Claro que não é fácil entendermos a relação entre comportamento destrutivo e infelicidade e sofrimento. Você poderia não acreditar, e dizer: “Essa história de ética não tem nada a ver!” Entretanto, quando você já tem alguma experiência de vida, consegue perceber que se estiver sempre agindo de forma negativa é porque não é uma pessoa muito feliz e outras pessoas não gostam de você e receiam sua presença. Elas temem encontrá-lo porque você pode se zangar com elas. Portanto, pela nossa própria experiência, podemos entender que, em um nível bem básico e superficial, pensando apenas nestavida, agir de maneira negativa e destrutiva causa infelicidade.

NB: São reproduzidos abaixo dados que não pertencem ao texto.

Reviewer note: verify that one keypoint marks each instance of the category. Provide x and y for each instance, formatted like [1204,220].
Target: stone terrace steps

Esse é um ponto interessante porque poderíamos agir de forma destrutiva e nos sentir muito felizes. Por exemplo, vamos supor que haja um mosquito voando perto do seu rosto enquanto você tenta dormir. Você mata e pensa “Agora sim! Te peguei!” E sente-se realmente feliz por isso. Mas se examinar com mais profundidade, verá que continua paranoico e desconfortável. Uma vez que sua forma usual de lidar com algo que lhe perturba é matando, continuará atento para ver se outro mosquito aparece. Você não está considerando uma solução pacífica. Se estiver em um lugar com um mosquito, uma solução pacífica seria um mosquiteiro ou uma tela na janela.

Essa definição das emoções e atitudes perturbadoras que acompanham um comportamento destrutivo é muito útil nesse contexto, pois esse é exatamente o significado da palavra “perturbadora” - perdemos nossa paz mental e o autocontrole. Esse não é um estado mental feliz, não é mesmo? “Estou neurótico com medo de que outro mosquito apareça para incomodar meu sono!” Você perde a paz mental e o autocontrole para relaxar e dormir porque está com medo. A forma com que está agindo é neuroticamente compulsiva, como se fosse pular da cama e colocar um daqueles chapéus que os ingleses usam para fazer safari na África. Agora você está em um safari, caçando outro mosquito no quarto!

Esse é o primeiro nível de autodisciplina ética, trabalhar para transcender os renascimentos em reinos piores, através do exercício do autocontrole ético, para que quando sintamos vontade de agir de forma negativa não o façamos.

Meditação de Fechamento

Passemos alguns minutos digerindo o que aprendemos, pensando sobre como tudo isso se aplica à nossa própria experiência, fazendo o que chamamos de uma “meditação analítica”. Eu prefiro chamar de “meditação do discernimento”. “Discernir”, aqui, significa tentar perceber em nossas vidas um determinado ponto que foi ensinado. Nesse caso, seria examinarmos nossa vida e tentarmos reconhecer que, naquele momento que agimos de tal e tal maneira, agimos de forma compulsiva. Havia muito apego e raiva por trás do nosso comportamento. E qual foi o resultado? Sentimo-nos péssimos. Confirmamos esse ponto discernindo em nossa própria experiência e, dessa forma, ficamos cada vez mais convencidos de que é assim mesmo que funciona. Só começaremos a mudar nosso comportamento se realmente acreditarmos ou estivermos convictos de que “é assim que a vida funciona”.